After our excursion was done we discovered that we had spent too much time under the sun in the thin atmosphere. We both got bad burns. We were waiting in a similarly long line for the bus back down the mountain when it started raining lightly. Down at the bottom, and by now very hungry, we took Abraham out for lunch around 4 pm. We agreed to meet up again in the evening to attend a Bible study at the Christian school where Abraham teaches, and Santos agreed to teach through some of his material on 1 Corinthians.

We went to Hostal New Day, owned by one of the ladies who attends the Bible study, and rested a little bit before we would have to head back out again. When we woke up and came downstairs our bags were there. The brothers in Santa Teresa had gotten them to us. We went to the nearby plaza to take in a few more sights and I left Santos with his notes to explore the area some more.

The time finally came for the Bible study, and the hostel owner took us with her, meeting up with more people on the way to the school. We sang a number of songs with Abraham playing the guitar and Jenny, one of the women who had been with us in Santa Teresa but who lived in Machu Picchu, lead the singing. Then it was time for Santos to lead the Bible study. He taught from the word, and I could tell the people were listening. His message was encouraging but challenging as well, calling on us to live lives of holiness before God.

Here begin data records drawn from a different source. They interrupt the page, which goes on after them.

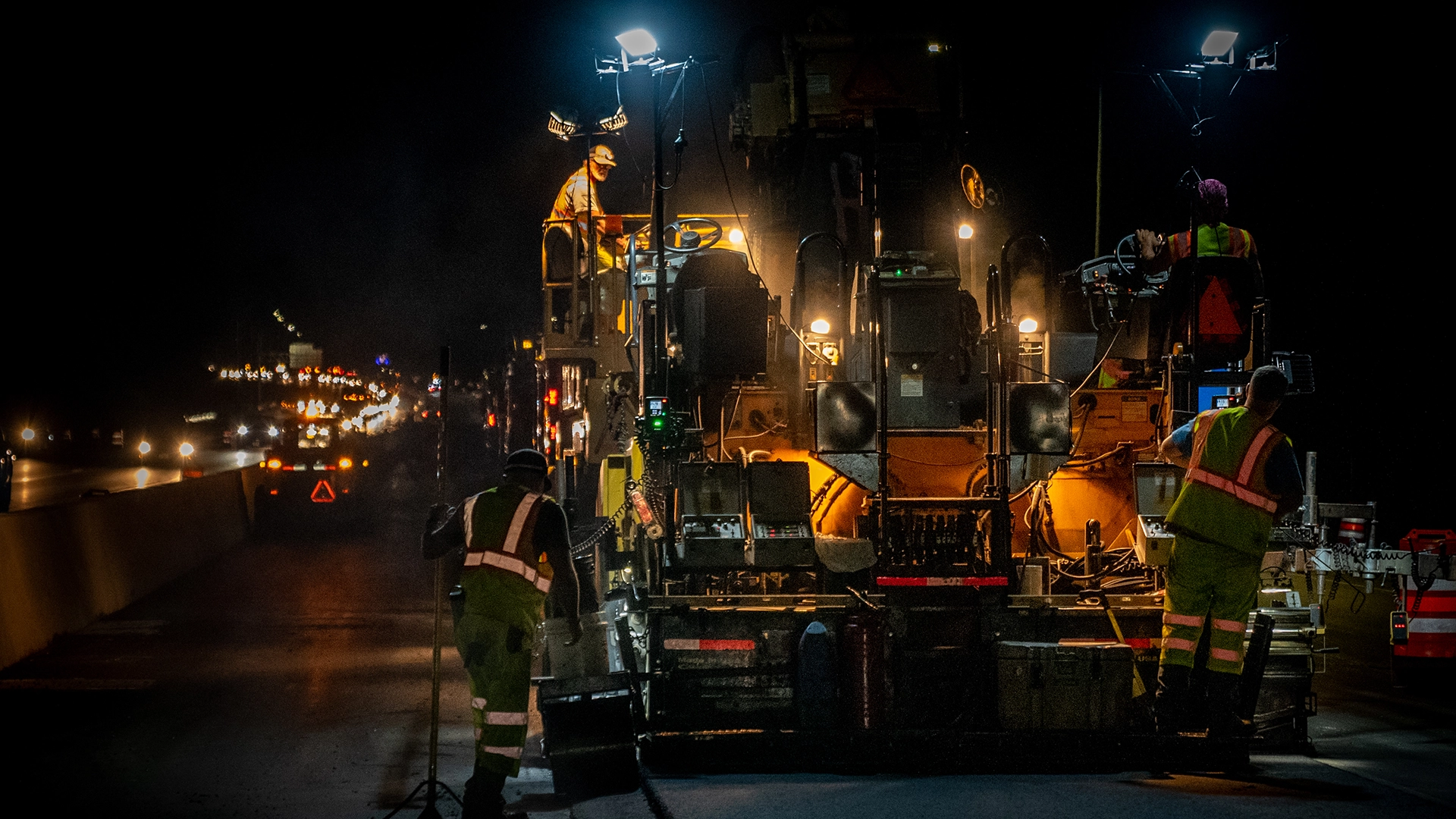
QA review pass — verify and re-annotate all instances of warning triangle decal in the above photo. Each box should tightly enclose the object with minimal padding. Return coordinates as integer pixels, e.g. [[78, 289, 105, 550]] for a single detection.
[[309, 481, 334, 503], [1198, 275, 1244, 341]]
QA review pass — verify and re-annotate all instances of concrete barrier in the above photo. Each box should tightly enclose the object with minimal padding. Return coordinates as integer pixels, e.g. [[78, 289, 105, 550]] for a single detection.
[[0, 466, 259, 667]]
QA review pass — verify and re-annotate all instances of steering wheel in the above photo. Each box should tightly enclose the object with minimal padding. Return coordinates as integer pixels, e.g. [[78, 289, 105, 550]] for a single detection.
[[1112, 233, 1140, 280], [661, 215, 723, 253]]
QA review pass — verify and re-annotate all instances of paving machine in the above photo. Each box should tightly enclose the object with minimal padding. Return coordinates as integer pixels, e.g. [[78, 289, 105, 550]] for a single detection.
[[511, 27, 1450, 790]]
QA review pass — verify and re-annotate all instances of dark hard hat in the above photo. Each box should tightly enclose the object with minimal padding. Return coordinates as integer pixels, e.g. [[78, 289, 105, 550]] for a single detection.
[[505, 449, 551, 485]]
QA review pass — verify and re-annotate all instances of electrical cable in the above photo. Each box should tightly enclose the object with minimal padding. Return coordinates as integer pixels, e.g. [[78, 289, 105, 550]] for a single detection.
[[698, 65, 830, 364]]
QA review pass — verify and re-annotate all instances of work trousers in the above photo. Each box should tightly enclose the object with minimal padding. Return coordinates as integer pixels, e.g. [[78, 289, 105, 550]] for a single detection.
[[456, 610, 536, 777], [1159, 535, 1264, 675]]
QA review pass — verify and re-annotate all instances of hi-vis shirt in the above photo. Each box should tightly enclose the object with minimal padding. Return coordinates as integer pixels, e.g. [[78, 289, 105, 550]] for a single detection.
[[546, 163, 603, 234], [463, 487, 565, 595], [1166, 406, 1301, 554]]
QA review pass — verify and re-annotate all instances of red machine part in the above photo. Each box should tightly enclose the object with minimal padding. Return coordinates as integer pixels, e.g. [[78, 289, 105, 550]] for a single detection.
[[1392, 529, 1456, 659]]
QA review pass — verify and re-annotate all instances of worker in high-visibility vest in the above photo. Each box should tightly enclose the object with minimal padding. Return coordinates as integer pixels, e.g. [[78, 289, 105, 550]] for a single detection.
[[422, 449, 581, 819], [543, 146, 622, 281], [1153, 367, 1303, 736], [1134, 179, 1260, 272]]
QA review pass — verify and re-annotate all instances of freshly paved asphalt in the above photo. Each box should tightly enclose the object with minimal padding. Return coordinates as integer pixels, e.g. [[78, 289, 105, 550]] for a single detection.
[[0, 474, 1456, 819]]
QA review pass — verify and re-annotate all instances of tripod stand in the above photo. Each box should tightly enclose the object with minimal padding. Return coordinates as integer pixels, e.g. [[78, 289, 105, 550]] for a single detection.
[[384, 345, 464, 819]]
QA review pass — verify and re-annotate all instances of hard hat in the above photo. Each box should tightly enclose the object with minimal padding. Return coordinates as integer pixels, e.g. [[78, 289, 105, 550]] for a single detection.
[[587, 146, 617, 168], [505, 449, 551, 488]]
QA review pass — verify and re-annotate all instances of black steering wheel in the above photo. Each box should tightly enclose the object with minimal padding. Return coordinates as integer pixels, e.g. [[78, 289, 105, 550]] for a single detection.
[[1112, 233, 1140, 281], [661, 215, 723, 253]]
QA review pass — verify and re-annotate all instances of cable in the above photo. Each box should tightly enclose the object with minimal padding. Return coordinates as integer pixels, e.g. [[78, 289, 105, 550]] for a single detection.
[[698, 65, 830, 364], [1068, 322, 1127, 398]]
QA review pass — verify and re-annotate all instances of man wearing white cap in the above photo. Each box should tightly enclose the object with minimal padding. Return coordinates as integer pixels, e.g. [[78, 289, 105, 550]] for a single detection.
[[546, 144, 617, 281]]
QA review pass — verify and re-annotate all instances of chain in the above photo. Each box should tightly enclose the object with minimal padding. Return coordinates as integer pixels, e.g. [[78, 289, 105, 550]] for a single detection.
[[571, 500, 632, 558]]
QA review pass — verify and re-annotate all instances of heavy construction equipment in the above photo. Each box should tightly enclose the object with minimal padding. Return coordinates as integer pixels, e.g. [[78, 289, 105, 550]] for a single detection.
[[510, 27, 1444, 773]]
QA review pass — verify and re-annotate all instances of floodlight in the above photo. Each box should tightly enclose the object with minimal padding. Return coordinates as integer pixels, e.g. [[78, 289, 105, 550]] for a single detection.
[[1198, 30, 1239, 64], [617, 29, 657, 57], [546, 111, 581, 141], [597, 105, 628, 133]]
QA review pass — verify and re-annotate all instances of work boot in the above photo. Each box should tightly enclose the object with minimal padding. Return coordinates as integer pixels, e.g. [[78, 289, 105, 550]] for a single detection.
[[460, 770, 526, 819], [1153, 664, 1192, 736], [1209, 672, 1254, 739]]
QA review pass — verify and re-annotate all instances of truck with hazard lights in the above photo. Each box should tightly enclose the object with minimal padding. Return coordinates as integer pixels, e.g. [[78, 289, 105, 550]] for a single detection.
[[507, 27, 1448, 778]]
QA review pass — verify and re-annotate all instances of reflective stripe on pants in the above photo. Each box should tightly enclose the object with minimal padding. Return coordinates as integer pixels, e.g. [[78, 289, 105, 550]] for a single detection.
[[1159, 535, 1264, 673], [456, 612, 536, 777]]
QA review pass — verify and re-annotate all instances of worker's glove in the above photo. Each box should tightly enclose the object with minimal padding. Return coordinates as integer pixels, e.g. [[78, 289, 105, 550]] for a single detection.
[[1133, 228, 1163, 261]]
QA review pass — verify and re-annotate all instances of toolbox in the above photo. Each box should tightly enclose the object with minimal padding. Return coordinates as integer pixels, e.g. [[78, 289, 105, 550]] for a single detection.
[[536, 672, 641, 800], [996, 642, 1133, 733]]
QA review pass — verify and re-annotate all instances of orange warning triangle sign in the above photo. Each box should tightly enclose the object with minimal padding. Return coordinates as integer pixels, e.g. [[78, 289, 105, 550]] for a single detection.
[[309, 481, 334, 503], [1198, 275, 1244, 341]]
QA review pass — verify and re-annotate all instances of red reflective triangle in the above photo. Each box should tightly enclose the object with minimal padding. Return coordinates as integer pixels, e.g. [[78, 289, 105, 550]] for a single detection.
[[1198, 277, 1244, 338], [309, 481, 334, 503]]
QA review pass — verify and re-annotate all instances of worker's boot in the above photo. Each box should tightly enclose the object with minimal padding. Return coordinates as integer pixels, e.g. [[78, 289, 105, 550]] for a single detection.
[[1209, 672, 1254, 739], [1153, 664, 1192, 736], [460, 768, 526, 819]]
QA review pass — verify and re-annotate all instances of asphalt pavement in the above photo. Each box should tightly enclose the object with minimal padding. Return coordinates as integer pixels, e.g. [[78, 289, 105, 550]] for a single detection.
[[0, 478, 1456, 819]]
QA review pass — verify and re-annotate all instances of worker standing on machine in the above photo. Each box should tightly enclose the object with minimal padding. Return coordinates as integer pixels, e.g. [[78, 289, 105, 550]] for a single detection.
[[544, 144, 617, 281], [1134, 179, 1260, 272], [1153, 367, 1303, 736], [421, 449, 581, 819]]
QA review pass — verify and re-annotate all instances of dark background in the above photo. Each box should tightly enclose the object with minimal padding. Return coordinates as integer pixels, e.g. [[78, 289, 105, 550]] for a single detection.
[[8, 3, 1453, 539]]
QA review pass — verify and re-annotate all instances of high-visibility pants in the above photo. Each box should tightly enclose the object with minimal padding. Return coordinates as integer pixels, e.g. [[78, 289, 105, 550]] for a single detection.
[[1159, 535, 1264, 673], [456, 612, 536, 777]]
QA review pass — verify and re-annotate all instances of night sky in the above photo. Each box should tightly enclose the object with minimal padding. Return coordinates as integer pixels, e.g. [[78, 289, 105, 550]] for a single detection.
[[8, 3, 1456, 539]]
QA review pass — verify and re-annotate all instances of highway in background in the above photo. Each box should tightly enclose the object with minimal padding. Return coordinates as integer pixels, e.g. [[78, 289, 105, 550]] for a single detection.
[[10, 449, 264, 512], [0, 469, 1456, 819]]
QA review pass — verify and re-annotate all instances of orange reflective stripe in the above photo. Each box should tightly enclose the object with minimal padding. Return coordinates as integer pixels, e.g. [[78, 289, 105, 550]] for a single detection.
[[464, 552, 551, 595], [1184, 469, 1279, 514], [1239, 424, 1274, 485], [500, 493, 541, 554]]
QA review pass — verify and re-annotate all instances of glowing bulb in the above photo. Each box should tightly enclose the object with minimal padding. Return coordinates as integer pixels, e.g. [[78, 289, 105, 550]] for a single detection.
[[617, 29, 657, 57]]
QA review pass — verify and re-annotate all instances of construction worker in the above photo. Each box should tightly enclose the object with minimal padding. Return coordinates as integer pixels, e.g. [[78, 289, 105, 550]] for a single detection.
[[1134, 179, 1260, 272], [544, 144, 617, 281], [1153, 367, 1303, 736], [421, 449, 581, 819]]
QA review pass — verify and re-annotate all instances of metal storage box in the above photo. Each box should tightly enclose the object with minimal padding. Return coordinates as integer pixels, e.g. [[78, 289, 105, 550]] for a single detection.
[[536, 673, 639, 800], [996, 642, 1133, 733]]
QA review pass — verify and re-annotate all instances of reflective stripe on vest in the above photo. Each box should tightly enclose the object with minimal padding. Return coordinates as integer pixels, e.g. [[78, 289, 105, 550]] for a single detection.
[[1184, 410, 1279, 514], [464, 493, 551, 595]]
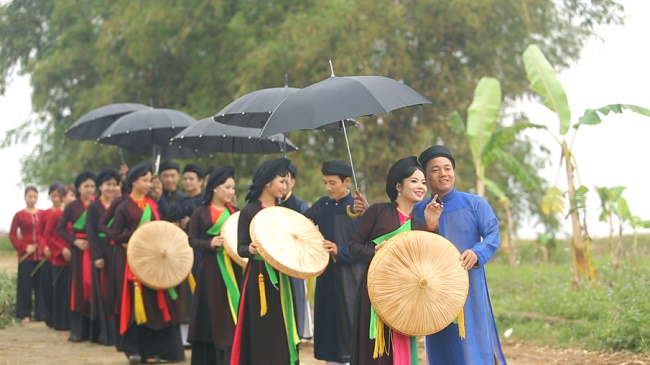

Afterwards we returned with the women to the hostel for a little bit of sleep before we had to wake up again at 4:30 am so we could make our train in the morning. As we were getting out our shorts and t-shirts for bed, the hostel knocked on our door to speak with us. She did two things that floored us. First, she gave us a love offering to bless us for our visit - 100 soles, or approximately $30 for each of us. Additionally, she told us our rent for the night was taken care of. We tried to politely decline her gift, but she insisted and it would have been rude to do anything other than to gratefully accept her gift, hug her, thank her, and pray with her. Humbled yet again by the sovereign hand of our God.

By now our trip was over. All that remained was a train, a taxi, and a few more flights, but even on our last day we would meet with new surprises.